Following these attacks, Ushkalo continued searching for rented apartments, selecting possible targets via classified ads posted in the newspaper. On May 30, 1999, he strangled the owner of an apartment he was living in, stealing and selling one of his carpets. Later in June, he beat a 70-year-old pensioner and burgled his apartment, before moving to a hotel near an agricultural academy and strangling one of the maids and stealing her earrings. His final kill occurred in November at another hotel: Ushkalo went to the room of the female security guard and ostensibly asked if he could use the phone, but when the victim wasn't looking, he strangled her. Afterwards, he took her pocket money, gold jewellery and a key to the hotel's safe, which contained a small amount of money.

==Arrest, trial and imprisonment==
Alerted by the sudden upswell of similar murders in their city, authorities from Novosibirsk utilized the facial composite provided by their colleagues and started questioning everybody who resembled it, focusing on single men who lived in rented apartments. Finding Ushkalo proved to be difficult due to his solitary lifestyle, as he changed cars often and refused to leave his hiding place for long periods of time after committing a murder. Despite this, their strategy eventually allowed them to pinpoint his location to an apartment in the Kirovsky District, where Ushkalo lived under a fake identity.

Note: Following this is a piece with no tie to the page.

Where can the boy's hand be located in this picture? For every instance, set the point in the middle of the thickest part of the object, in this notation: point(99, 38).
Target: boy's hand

Shortly after his arrest, he willingly confessed to the six murders as well as the numerous thefts of computer monitors he had committed. His confession regarding the computer monitors was initially met with disbelief, but this was soon dispelled after Ushkalo showed the investigators where he had dumped approximately 50 of them, which was confirmed by a diving team. In May 2001, he was put on trial for the murders, and during the proceedings, he was sent for a compulsory psychiatric examination at the Serbsky Center in Moscow. Although initially deemed sane, he was soon sent back for re-examination after details of his poems and other strange activities were presented at court. The results of the second examination concluded that he had schizophrenia, and as a result, could not be held legally liable for the crimes. Because of this, Ushkalo was instead confined to an undisclosed mental health facility, where he presumably remains to this day.